The proper way to get here is via the road from the Arthur River settlement, crossing the bridge and taking the second street past that to Gardiner Point. There is a well-made boardwalk to the viewing platform, and even toilet facilities for tourists in the carpark. This special place is within the Arthur-Pieman Conservation Area, which stretches from Arthur River in the north to the Pieman River in the south, and is part of the larger takayna/ Tarkine wilderness.

The sea to the west of Tasmania - specifically here, at the Edge of the World - has been named the longest uninterrupted expanse of ocean in the world, stretching all the way to Argentina, some 15,000 km away (more than halfway around the globe). Although according to very friendly but vehement locals we met at nearby Bluff Hill Point, Bluff Hill Point is in fact the REAL edge, the most westerly bit, but the photo opportunities were better at Gardiner Point!

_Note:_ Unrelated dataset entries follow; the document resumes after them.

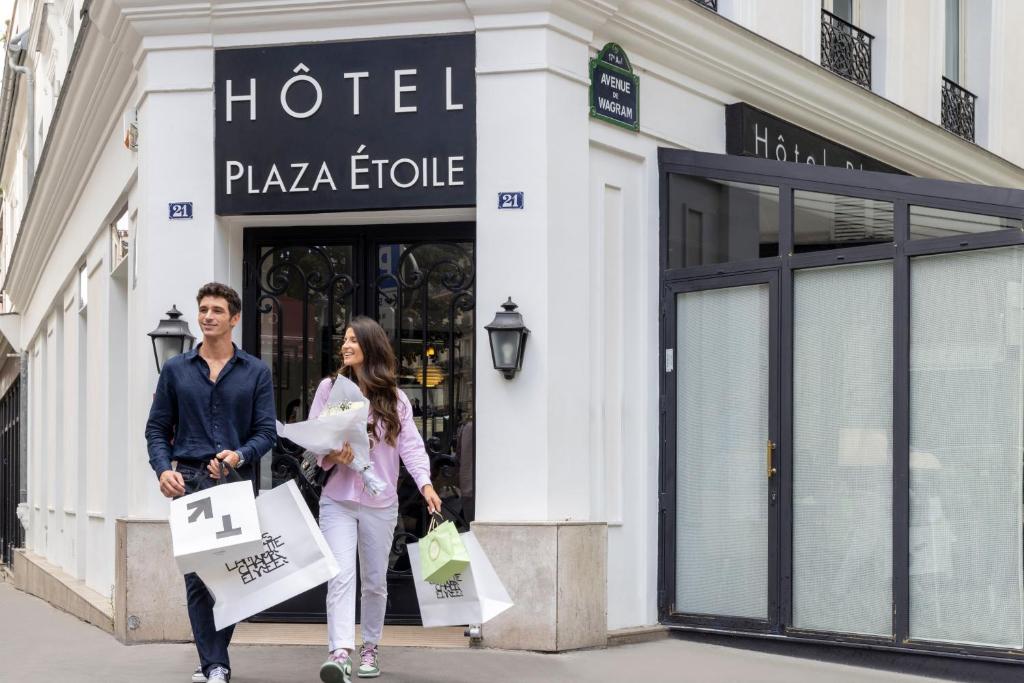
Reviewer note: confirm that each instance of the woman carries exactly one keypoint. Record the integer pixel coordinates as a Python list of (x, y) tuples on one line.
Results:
[(351, 518)]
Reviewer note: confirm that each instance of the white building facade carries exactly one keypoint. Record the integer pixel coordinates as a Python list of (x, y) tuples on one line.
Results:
[(160, 145)]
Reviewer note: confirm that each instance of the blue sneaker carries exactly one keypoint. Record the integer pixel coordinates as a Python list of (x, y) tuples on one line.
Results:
[(337, 669)]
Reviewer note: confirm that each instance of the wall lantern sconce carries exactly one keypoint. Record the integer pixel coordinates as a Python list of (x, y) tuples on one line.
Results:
[(170, 338), (508, 340)]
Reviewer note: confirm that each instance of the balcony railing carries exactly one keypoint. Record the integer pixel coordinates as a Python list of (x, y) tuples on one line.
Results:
[(957, 110), (846, 50)]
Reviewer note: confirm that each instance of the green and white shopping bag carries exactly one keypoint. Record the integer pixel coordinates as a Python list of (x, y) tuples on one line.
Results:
[(442, 554)]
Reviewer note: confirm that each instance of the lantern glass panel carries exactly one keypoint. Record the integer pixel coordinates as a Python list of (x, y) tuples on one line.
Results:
[(168, 347), (505, 346)]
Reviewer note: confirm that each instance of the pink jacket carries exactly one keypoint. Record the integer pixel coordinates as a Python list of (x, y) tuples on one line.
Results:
[(345, 484)]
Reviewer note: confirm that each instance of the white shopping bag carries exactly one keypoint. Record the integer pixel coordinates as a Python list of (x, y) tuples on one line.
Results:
[(214, 523), (473, 596), (294, 557)]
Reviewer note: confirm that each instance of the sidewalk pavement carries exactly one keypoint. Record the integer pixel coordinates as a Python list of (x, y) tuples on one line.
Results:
[(41, 643)]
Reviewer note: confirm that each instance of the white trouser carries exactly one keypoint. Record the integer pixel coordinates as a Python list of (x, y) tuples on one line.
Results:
[(345, 525)]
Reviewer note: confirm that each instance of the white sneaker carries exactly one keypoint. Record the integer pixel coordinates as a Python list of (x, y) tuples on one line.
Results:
[(218, 675)]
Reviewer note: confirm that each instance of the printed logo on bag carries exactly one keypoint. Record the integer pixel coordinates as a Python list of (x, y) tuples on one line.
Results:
[(450, 589), (204, 508), (251, 568)]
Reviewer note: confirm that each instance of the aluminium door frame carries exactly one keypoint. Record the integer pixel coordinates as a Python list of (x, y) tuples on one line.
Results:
[(902, 191), (672, 288)]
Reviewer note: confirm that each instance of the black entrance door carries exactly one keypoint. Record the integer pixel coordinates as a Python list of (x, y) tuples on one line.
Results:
[(10, 528), (302, 286)]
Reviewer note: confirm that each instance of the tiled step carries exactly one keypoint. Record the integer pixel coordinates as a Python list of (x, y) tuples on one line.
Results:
[(315, 634)]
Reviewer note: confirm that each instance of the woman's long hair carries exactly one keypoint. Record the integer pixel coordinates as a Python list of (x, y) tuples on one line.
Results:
[(377, 376)]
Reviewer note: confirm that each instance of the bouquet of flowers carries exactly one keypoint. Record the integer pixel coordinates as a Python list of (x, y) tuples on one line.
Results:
[(338, 423)]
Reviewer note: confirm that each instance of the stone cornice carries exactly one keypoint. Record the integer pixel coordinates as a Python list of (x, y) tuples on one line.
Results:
[(700, 44), (673, 35)]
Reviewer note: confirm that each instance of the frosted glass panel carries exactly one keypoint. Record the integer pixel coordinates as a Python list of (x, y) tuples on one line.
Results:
[(842, 425), (966, 425), (722, 380)]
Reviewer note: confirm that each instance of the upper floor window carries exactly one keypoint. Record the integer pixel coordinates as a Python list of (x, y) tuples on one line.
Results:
[(119, 240), (957, 101), (953, 67), (83, 288), (842, 8), (846, 49)]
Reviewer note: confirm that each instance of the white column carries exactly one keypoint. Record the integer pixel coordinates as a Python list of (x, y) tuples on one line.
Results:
[(532, 136), (174, 257), (534, 456)]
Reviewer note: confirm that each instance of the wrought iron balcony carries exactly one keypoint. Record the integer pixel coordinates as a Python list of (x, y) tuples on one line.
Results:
[(846, 50), (957, 110)]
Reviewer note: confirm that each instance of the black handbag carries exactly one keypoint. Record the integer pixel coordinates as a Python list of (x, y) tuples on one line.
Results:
[(314, 475)]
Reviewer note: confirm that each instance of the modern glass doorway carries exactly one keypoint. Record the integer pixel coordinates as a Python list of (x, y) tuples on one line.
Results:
[(302, 287), (843, 393), (722, 384)]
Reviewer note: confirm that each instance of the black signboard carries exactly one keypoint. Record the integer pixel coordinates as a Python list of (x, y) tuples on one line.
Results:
[(379, 124), (751, 132), (614, 89)]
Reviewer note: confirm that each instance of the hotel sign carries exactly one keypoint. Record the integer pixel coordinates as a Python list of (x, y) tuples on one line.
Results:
[(751, 132), (614, 89), (380, 124)]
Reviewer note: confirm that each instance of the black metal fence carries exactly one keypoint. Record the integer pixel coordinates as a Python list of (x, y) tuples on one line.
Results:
[(957, 110), (846, 50), (10, 528)]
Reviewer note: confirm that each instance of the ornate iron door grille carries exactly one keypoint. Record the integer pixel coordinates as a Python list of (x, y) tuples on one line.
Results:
[(957, 110), (10, 528), (302, 288), (846, 50)]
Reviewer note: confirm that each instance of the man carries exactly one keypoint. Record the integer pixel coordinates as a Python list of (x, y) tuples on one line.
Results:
[(213, 404)]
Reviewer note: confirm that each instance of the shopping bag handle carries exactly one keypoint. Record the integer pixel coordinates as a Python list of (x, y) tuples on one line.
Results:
[(230, 470), (433, 520)]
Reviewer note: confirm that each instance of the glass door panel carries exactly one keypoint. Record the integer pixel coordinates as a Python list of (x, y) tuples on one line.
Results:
[(723, 383), (304, 303), (842, 449), (425, 302), (967, 383)]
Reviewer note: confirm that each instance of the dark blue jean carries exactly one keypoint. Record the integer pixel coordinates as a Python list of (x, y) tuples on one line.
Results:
[(210, 643)]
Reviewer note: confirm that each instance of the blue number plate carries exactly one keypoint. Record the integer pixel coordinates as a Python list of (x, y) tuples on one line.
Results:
[(179, 210), (511, 200)]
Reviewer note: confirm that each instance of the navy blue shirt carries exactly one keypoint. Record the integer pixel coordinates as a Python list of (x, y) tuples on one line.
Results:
[(204, 418)]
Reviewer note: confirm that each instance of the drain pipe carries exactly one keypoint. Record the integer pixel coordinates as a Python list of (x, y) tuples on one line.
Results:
[(17, 45)]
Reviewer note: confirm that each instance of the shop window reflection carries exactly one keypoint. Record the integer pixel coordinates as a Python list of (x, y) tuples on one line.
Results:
[(822, 221), (425, 304), (717, 221), (931, 222)]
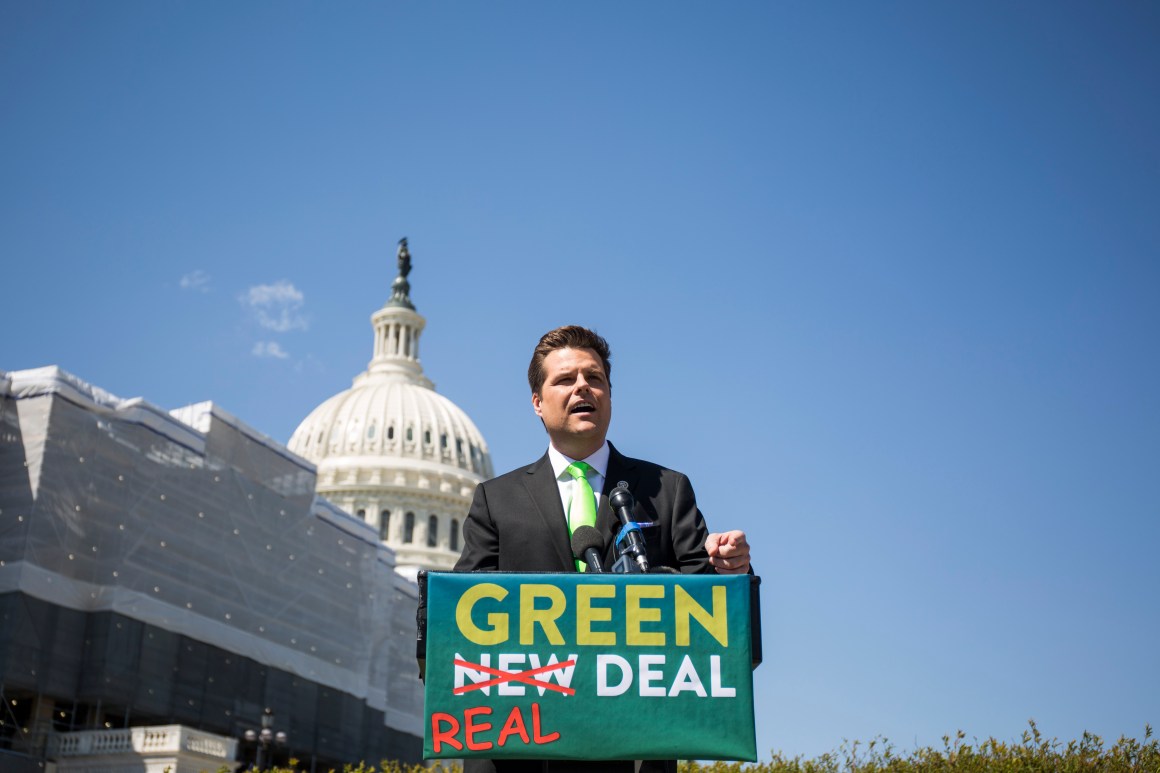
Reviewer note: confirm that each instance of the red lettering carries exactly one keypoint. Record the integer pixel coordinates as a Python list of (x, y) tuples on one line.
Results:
[(470, 728), (535, 728), (514, 725), (444, 736)]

It is certainly picturesque – in a wild and gloriously unfettered way. The coast is lashed by the fierce westerly gales of the Roaring Forties. According to Wikipedia, “an old sailor’s expression goes, ‘below 40 degrees south, there is no law; below 50 degrees, there is no God.’” Later I ask my partner, a Sydney-to-Hobart sailor, about wind speeds, and he tells me more about the Roaring Forties, as well as the “Furious Fifties” and the “Screaming Sixties”. And he introduces me to the Beaufort scale, which measures wind speed according to the impact the wind has on the land and sea. It’s an old system, first developed in 1805 by Irish hydrographer and Royal Navy officer (later Rear Admiral) Sir Francis Beaufort, but the Bureau of Meteorology confirms that it remains a widely used system to measure wind speed today. It goes from 0 (calm, where smoke rises vertically and the sea is like a mirror), to 12+ (hurricane, 64 knots or more – very rarely experienced – causing widespread damage on land, and seriously-affected visibility at sea, with the air filled with white foam and driving spray). Thinking back, I wonder if it reached gale force 8 earlier on during my visit (34-40 knots, with progress somewhat impeded on land and the edges of the moderately high wave crests starting to break into spindrift), but at the time I just felt elated, charged up by nature’s buffeting.

The massive swells of the great Southern Ocean sweep and stack enormous driftwood logs onto the shore here. Perhaps some have even washed up all the way from South America! I note that some previous visitors seem to have constructed makeshift shelters from them.

Soon I’ll phone my partner, and ask him to join me here. But at this moment I’m making the most of my lucky solitude. Just standing at the Edge, looking out to sea and gulping lungfuls of the cleanest air on this planet. I’ll still be here in time for the beautiful sunset.